Make friends and work with people where possible. I get that some of this only works for us open source types, but the microphone guy isn't, he just did good work. I initially heard of his company through a pro sound engineer website, and ran with it when the advice turned out to be good.
In any case, I can’t complain anyway because I have received my share of favorable coverage. It is just less frequent when you don’t have the personal connections.
The person you're physically interacting with might be using AI in their workflow, that's fine. I use AI too. I just don't want to "build a relationship" with AI. I don't care for AI "content". Art, blogs, articles, advertisements, even detestable things like sales and marketing are all forms of human relationships to me. It's fine if you wanna autogenerate it. I'm even "in the market" for autogenerates stuff as I use AI bots too, but you can't try to sell me a 100% automated-burger when I have the Fabricator 3000 too.

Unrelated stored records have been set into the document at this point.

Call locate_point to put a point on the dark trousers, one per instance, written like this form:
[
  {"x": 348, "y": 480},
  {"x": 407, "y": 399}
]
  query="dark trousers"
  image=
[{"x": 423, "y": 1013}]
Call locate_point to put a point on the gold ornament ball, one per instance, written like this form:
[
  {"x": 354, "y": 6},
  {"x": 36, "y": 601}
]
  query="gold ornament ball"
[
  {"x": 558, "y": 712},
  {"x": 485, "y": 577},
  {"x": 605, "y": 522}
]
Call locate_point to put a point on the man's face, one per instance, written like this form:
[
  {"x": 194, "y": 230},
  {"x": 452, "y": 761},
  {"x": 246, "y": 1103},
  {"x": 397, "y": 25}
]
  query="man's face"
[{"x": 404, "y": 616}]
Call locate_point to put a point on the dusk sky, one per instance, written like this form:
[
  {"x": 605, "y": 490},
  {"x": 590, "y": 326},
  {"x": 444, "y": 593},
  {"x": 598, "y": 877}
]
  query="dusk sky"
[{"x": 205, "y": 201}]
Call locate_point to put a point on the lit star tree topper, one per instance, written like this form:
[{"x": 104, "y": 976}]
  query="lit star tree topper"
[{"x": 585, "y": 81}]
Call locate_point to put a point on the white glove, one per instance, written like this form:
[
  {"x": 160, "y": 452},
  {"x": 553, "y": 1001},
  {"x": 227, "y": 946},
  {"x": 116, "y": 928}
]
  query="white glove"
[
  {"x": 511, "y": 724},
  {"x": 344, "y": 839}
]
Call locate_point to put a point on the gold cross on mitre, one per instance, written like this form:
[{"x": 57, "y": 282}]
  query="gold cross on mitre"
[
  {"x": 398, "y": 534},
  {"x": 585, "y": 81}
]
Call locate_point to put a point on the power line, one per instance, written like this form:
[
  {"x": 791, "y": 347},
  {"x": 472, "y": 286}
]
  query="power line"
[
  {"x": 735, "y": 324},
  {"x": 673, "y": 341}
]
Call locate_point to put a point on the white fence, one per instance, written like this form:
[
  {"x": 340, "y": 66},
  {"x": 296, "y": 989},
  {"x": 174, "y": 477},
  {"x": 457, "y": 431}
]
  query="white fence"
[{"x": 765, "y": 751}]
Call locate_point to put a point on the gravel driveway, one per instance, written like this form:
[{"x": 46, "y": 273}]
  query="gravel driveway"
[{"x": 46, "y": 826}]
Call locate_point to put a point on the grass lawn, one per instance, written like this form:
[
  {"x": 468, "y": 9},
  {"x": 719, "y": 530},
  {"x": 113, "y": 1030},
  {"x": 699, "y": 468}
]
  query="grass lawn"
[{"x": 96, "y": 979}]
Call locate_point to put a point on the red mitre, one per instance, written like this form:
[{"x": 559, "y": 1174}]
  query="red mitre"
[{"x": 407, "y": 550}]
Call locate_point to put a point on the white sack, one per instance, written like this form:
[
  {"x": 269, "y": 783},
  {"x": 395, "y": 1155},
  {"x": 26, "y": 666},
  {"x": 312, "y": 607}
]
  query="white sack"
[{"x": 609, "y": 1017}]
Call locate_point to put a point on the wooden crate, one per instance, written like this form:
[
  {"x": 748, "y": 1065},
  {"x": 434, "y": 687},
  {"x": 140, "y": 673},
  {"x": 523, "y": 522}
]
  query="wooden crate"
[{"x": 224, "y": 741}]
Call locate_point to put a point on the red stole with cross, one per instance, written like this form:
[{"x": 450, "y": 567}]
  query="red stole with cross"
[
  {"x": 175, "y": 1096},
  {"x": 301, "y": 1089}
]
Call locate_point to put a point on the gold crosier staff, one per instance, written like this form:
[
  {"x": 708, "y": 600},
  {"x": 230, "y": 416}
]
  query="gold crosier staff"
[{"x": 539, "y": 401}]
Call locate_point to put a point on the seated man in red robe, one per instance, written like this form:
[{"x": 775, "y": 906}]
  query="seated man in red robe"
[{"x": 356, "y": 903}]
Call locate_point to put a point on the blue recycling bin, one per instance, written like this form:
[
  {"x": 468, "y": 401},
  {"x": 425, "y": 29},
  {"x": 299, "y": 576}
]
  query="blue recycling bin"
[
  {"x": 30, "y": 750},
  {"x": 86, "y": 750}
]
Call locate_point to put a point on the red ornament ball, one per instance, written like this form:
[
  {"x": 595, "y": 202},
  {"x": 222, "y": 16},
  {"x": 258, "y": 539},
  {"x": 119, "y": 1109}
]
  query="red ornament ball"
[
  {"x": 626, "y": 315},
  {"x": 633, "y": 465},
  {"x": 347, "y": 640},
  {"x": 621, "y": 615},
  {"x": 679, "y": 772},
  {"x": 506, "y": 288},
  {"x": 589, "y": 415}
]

If I'm hungry and just want a burger, I'll get my Fabricator 3000 to generate one for me. If I'm in the mood for a human touch on food and a dining experience, I'll cook, go to a (reputable) restaurant or a friend's place who likes to cook. Maybe there is a market for you to run your Fabricator 3000 to generate a burger for me. maybe. I don't know why I'd buy it though when I can just get your prompt and feed it into my own Fabricator 3000...
When I need to be sure about something, I check it manually in trusted sources. If I am not sure, I check all the sources I can. More recently I run deep research on 3 agents (Claude, ChatGPT and Gemini) and then compare between the reports.
If you want to get ahead, you'll need to find the 1% edge and exploit it for 15 minutes until a competitor erases your lead.
This of course means that Freenow is now on the personal blacklist. People should not engage with companies who advertise with "AI" slop.
It's annoying because the whole point of a lot of this stuff is that it's real, and one can be informed, entertained or have an emotional response to it. When you distrust everything because it's maybe fake, then the fun of the internet as a window into human nature and the rest of the world just disappears.